In this segment, we will derive the formula for the variance of the geometric PMF.
The argument will be very much similar to the argument that we used to drive the expected value of the geometric PMF.
And it relies on the memorylessness properties of geometric random variables.
So let X be a geometric random variable with some parameter p.
The way to think about X is like the number of coin flips that it takes until we obtain heads for the first time, where p is the probability of heads at each toss.
Recall now the memorylessness property.
If I tell you that X is bigger than 1– which means that the first trial was a failure— we obtained tails.
Given that event, the remaining number of tosses has the same geometric PMF as if we were just starting at this time.
So it has the same geometric PMF as the unconditional PMF of X.
And this is the property that we exploited in order to find the expected value of X.
Now let us take this observation and add one to the random variables involved and turn this statement to the following version.
The conditional PMF of X– which is this random variable plus 1– is the same as the unconditional PMF of this random variable plus 1.
So it’s the same statement as before except that we added 1.
One consequence of the memorylessness that we have already seen and exploited is that the expected value of X in the conditional universe where the first coin flip was wasted is equal to 1– that’s the wasted coin flip– plus how long you expect to have to flip the coin until you obtain heads for the first time, starting from the second flip.
Since the conditional distribution of X in this universe is the same as the unconditional distribution of this random variable, it means that the corresponding expected value in this universe is going to be equal to the expected value of this random variable, which is 1 plus the expected value of X.

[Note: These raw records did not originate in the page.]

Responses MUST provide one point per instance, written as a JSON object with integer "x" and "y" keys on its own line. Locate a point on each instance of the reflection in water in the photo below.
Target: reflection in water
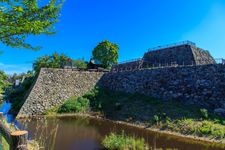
{"x": 72, "y": 133}
{"x": 78, "y": 133}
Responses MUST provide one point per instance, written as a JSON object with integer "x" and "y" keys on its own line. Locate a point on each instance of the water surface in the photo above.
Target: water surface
{"x": 80, "y": 133}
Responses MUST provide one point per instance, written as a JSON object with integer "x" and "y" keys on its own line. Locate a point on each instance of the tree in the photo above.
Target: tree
{"x": 51, "y": 61}
{"x": 80, "y": 63}
{"x": 21, "y": 18}
{"x": 107, "y": 53}
{"x": 3, "y": 82}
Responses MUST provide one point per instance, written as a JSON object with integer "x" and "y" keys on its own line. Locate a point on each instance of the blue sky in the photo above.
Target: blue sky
{"x": 135, "y": 25}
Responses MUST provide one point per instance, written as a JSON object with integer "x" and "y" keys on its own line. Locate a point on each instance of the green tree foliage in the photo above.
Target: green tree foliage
{"x": 21, "y": 18}
{"x": 80, "y": 63}
{"x": 51, "y": 61}
{"x": 3, "y": 82}
{"x": 107, "y": 53}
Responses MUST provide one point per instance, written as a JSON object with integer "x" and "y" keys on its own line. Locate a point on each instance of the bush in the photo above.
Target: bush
{"x": 204, "y": 113}
{"x": 121, "y": 142}
{"x": 74, "y": 105}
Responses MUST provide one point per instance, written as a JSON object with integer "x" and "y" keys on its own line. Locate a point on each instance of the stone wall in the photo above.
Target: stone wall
{"x": 178, "y": 55}
{"x": 54, "y": 86}
{"x": 203, "y": 85}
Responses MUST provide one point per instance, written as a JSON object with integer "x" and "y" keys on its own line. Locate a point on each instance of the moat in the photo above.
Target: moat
{"x": 80, "y": 133}
{"x": 84, "y": 133}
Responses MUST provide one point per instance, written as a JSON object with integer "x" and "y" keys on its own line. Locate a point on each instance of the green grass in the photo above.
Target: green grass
{"x": 168, "y": 115}
{"x": 5, "y": 144}
{"x": 123, "y": 142}
{"x": 74, "y": 105}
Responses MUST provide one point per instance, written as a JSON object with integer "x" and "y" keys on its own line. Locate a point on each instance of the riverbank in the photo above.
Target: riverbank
{"x": 169, "y": 117}
{"x": 194, "y": 139}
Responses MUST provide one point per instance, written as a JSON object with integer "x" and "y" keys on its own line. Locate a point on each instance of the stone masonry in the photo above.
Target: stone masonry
{"x": 203, "y": 85}
{"x": 180, "y": 54}
{"x": 54, "y": 86}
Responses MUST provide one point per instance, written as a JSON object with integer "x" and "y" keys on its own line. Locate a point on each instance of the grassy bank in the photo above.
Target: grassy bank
{"x": 153, "y": 113}
{"x": 123, "y": 142}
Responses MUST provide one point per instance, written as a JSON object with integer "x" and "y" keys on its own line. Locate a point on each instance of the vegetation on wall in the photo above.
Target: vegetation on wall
{"x": 17, "y": 94}
{"x": 164, "y": 115}
{"x": 123, "y": 142}
{"x": 51, "y": 61}
{"x": 80, "y": 63}
{"x": 107, "y": 53}
{"x": 4, "y": 83}
{"x": 21, "y": 18}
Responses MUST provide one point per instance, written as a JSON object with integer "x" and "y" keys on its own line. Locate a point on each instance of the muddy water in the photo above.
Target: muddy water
{"x": 79, "y": 133}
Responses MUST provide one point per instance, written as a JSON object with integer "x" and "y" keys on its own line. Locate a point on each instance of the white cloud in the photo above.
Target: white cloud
{"x": 15, "y": 68}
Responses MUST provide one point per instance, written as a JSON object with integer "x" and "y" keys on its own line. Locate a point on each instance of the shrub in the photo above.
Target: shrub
{"x": 121, "y": 142}
{"x": 204, "y": 113}
{"x": 74, "y": 105}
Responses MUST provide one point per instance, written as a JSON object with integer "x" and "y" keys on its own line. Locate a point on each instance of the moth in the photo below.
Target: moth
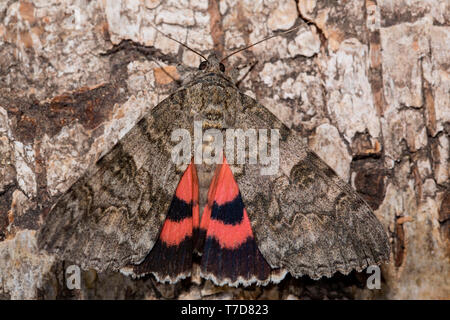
{"x": 138, "y": 211}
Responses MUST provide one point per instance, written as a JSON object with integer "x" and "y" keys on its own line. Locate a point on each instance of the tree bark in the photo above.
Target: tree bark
{"x": 366, "y": 82}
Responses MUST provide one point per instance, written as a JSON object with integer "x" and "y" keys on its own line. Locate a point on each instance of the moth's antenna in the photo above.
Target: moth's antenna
{"x": 265, "y": 39}
{"x": 167, "y": 36}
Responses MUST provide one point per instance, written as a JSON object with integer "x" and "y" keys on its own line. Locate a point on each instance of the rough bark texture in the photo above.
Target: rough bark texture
{"x": 366, "y": 82}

And by exactly the same argument, the random variable X squared has the same distribution in the conditional universe as the random variable X plus 1 squared in the unconditional universe.
So since X in the conditional universe has the same distribution as X plus 1, it means that X squared in the conditional universe has the same distribution as X plus 1 squared in the unconditional universe.
So now let us take those facts and use a divide and conquer method to calculate the expected value of X squared.
We will use exactly the same method that we used in order to calculate the expected value.
We separate into two scenarios.
In one scenario, X is equal to 1.
And then we have the expected value of X squared given that X is equal to 1.
And then we have another scenario– the scenario that X is bigger than 1.
And then we have the expected value of X squared given that X is bigger than 1.
So this is just the total expectation theorem.
Now let us calculate terms.
The probability that the first toss results in success, that X is equal to 1– this is p.
And if X is equal to 1, then the value of X squared is also equal to 1.
And then there is probability 1 minus p that the first trial was not a success.
So we get to continue.
We have this conditional expectation here.
But it is equal to this unconditional expectation up there.
And now let us expand the terms in this quadratic and write this as expected value of X squared plus twice the expected value of X plus 1.
Now we know what this expected value here is.
The expected value of a geometric is just 1/p.
And what we’re left with is an equation that involves a single unknown.
Namely, this quantity is the unknown.
And we can solve this linear equation for this unknown.
We carry out some algebra, which is not so interesting by itself.
And after we carry out the algebra, what we obtain is that the expected value of X squared is equal to 2 over p squared minus 1 over p.
And then we use the formula that the variance of a random variable is equal to the expected value of the square of that random variable minus the square of the expected value.
We already know what that expected value is.
We found the expected value of the square.
And putting all that together, we obtain a final answer.
And this is the expression for the variance of a geometric random variable.
It goes without saying that for this calculation to make sense, we need to assume that the parameter that we’re dealing with is positive.